Comandantes das Forças Armadas pedem demissão em protesto contra Bolsonaro

By | 30/03/2021 3:24 pm

Inédita, crise militar é a maior desde 1977, mas fardados trabalham para baixar a temperatura

(Igor Gielow, Vinicius Sassine e Gustavo Uribe)

Pela primeira vez na história, os três comandantes das Forças Armadas pediram renúncia conjunta por discordar do presidente da República.

Todos reafirmaram que os militares não participarão de nenhuma aventura golpista, mas buscam uma saída de acomodação para a crise, a maior na área desde a demissão do então ministro do Exército, Sylvio Frota, em 1977 pelo presidente Ernesto Geisel.

Na manhã desta terça, Edson Leal Pujol (Exército), Ilques Barbosa (Marinha) e Antônio Carlos Bermudez (Aeronáutica) colocaram seus cargos à disposição do general da reserva Walter Braga Netto, novo ministro da Defesa.

Braga Netto tentou dissuadi-los de seguir o seu antecessor, o também general da reserva Fernando Azevedo, demitido por Jair Bolsonaro na segunda-feira (29), que também estava na reunião.

Houve momentos de tensão na reunião, segundo relatos. Com efeito, na nota emitida pelo Ministério da Defesa, é dito que os comandantes serão substituídos —e não que haviam pedido para sair.

É uma forma de Bolsonaro asseverar autoridade em um momento conturbado, evocando princípio de hierarquia. Ao mesmo tempo, evitar amplificar a crise.

Na reunião, segundo relatos feitos à Folha, o comandante da Marinha teve um momento de exaltação com o novo ministro da Defesa, Braga Netto. Insatisfeito com a demissão de Azevedo, o almirante apontou que a mudança pode gerar apreensão no país e que afeta a imagem das Forças Armadas.

A tendência hoje é a de que seja indicado o atual secretário-geral do Ministério da Defesa, almirante Garnier Santos, para o comando da Marinha, e o comandante militar do Nordeste, general Marco Freire Gomes, para o comando do Exército. Para a Aeronáutica, ainda não há um nome definido.

O fato de Freire Gomes não estar entre os três mais antigos generais de quatro estrelas causou ruídos no Exército, levados a Bolsonaro pela ala militar do Planalto, mas o tema não é visto como incortonável.

Há reverberações. Generais do Alto-Comando do Exército afirmaram que a pressão pela saída de Pujol vai alienar ainda mais Bolsonaro da Força, o contrário do movimento proposto.

O mal-estar pelo anúncio inesperado da saída de Azevedo, que funcionava como pivô entre as alas militares no governo, o serviço ativo e o Judiciário, foi grande demais.

O motivo da demissão sumária do ministro foi o que aliados dele chamaram de ultrapassagem da linha vermelha: Bolsonaro vinha cobrando manifestações políticas favoráveis a interesses do governo e apoio à ideia de decretar estado de defesa para impedir lockdowns pelo país.
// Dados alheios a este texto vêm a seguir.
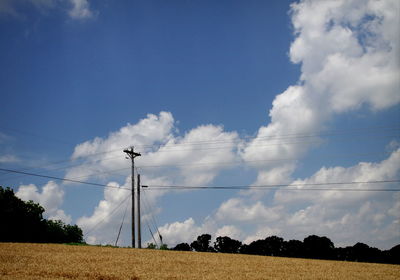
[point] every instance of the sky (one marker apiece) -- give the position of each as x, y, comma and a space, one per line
284, 99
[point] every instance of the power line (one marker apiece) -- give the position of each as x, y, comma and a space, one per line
287, 186
62, 179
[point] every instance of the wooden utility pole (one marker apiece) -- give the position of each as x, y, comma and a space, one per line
139, 225
131, 154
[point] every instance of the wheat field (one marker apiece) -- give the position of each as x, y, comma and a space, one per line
51, 261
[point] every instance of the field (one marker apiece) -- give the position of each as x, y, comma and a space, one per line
48, 261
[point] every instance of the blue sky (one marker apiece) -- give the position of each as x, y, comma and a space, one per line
213, 93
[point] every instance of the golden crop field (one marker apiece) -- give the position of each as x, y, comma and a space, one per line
50, 261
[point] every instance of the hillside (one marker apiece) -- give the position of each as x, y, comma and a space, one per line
50, 261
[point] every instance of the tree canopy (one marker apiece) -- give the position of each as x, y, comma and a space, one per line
22, 221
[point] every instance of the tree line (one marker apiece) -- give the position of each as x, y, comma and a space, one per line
313, 247
22, 221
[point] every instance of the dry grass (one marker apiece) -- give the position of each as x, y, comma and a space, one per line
47, 261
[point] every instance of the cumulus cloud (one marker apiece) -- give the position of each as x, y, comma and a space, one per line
349, 56
78, 9
167, 159
81, 10
161, 149
8, 159
50, 197
346, 217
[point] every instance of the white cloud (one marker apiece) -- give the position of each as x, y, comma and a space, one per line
154, 137
81, 10
102, 226
345, 217
179, 232
349, 56
236, 209
231, 231
51, 198
8, 159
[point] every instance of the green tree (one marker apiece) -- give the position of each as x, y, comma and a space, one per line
202, 244
227, 245
22, 221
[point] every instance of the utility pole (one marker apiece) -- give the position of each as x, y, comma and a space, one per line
131, 154
139, 226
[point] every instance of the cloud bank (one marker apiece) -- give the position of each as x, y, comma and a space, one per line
349, 57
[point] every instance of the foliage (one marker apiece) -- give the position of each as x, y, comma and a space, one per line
151, 246
54, 261
227, 245
182, 247
202, 244
164, 247
22, 221
313, 247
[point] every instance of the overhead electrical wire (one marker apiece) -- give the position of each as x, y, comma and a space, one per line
62, 179
274, 186
288, 186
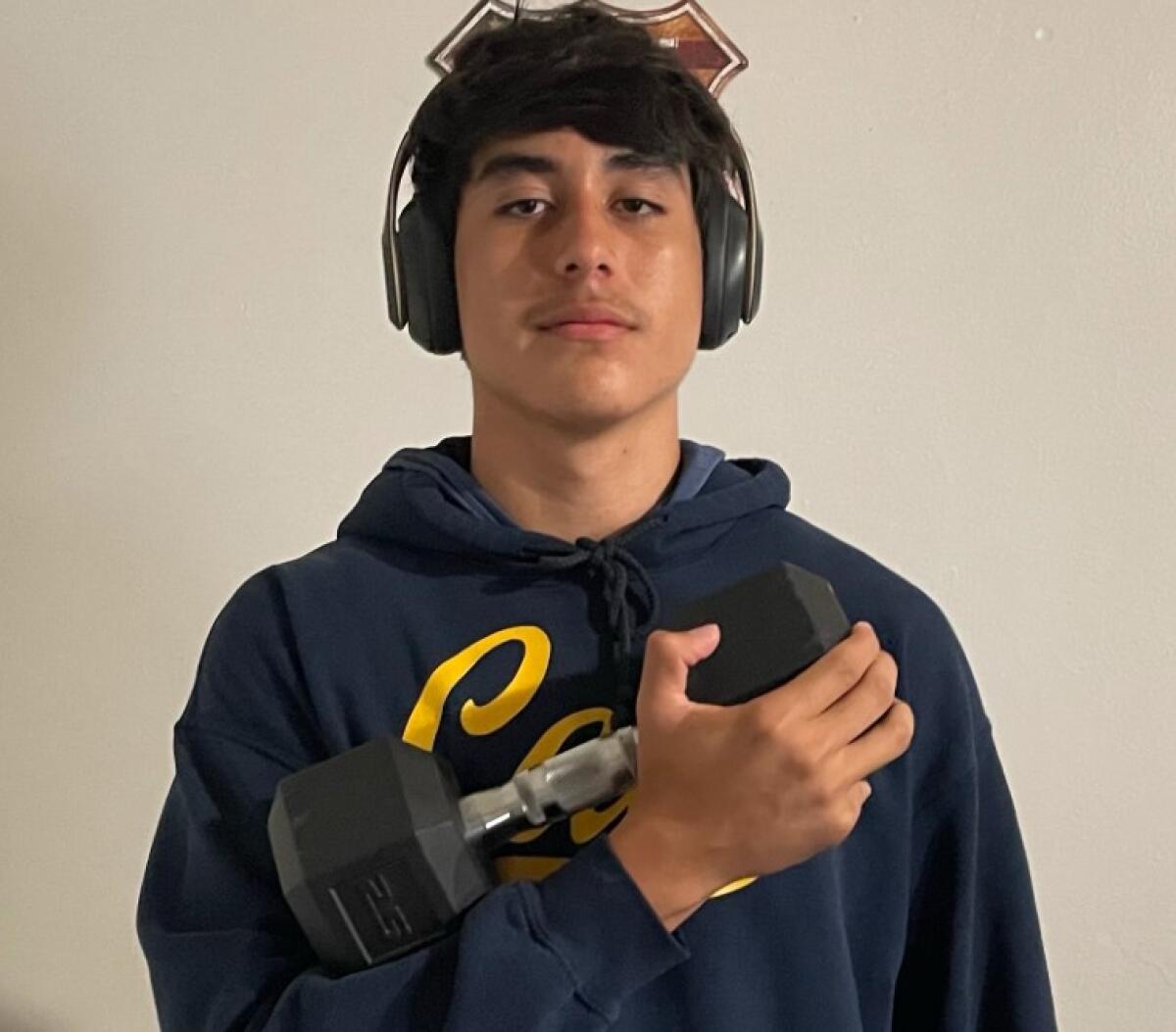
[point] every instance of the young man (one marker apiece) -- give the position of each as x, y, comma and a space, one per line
497, 599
O presidente falou publicamente que “meu Exército” não permitiria tais ações. Enquanto isso, foi derrotado no Supremo Tribunal Federal em sua intenção de derrubar restrições em três unidades da Federação, numa ação que não foi coassinada pelo advogado-geral da União, José Levi —ajudando a levar à sua queda, também na segunda.

Enfrentar medidas de governadores para tentar restringir a circulação do novo coronavírus, que já matou 310 mil pessoas, é a obsessão do presidente desde que ele capitulou ante o governador João Doria (PSDB-SP) e abraçou a causa da vacinação.

As restrições têm menos apoio popular do que a imunização, e o presidente acredita que lockdowns e afins dificultarão ainda mais seus planos de reeleição pelo natural efeito negativo na economia. Sua popularidade vem em queda.

Ele chegou a comparar as medidas a um estado de sítio, uma impropriedade, mas só a referência a um instrumento de exceção levou o presidente do Supremo Tribunal Federal, Luiz Fux, a questionar suas intenções.

Em reuniões na segunda, segundo interlocutores, os três comandantes concordaram que seria importante fazer uma transição pacífica e controlada, com consenso sobre os nomes dos substitutos.

Há o temor de agitação nos quartéis, até porque nesta quarta (31) serão completados 57 anos do golpe que deixou os militares mais de duas décadas no poder, até 1985. A palavra de ordem é acalmar os ânimos.

A lembrança do episódio de Frota em 1977 é viva na cabeça dos oficiais-generais, todos formados em turmas em anos próximos.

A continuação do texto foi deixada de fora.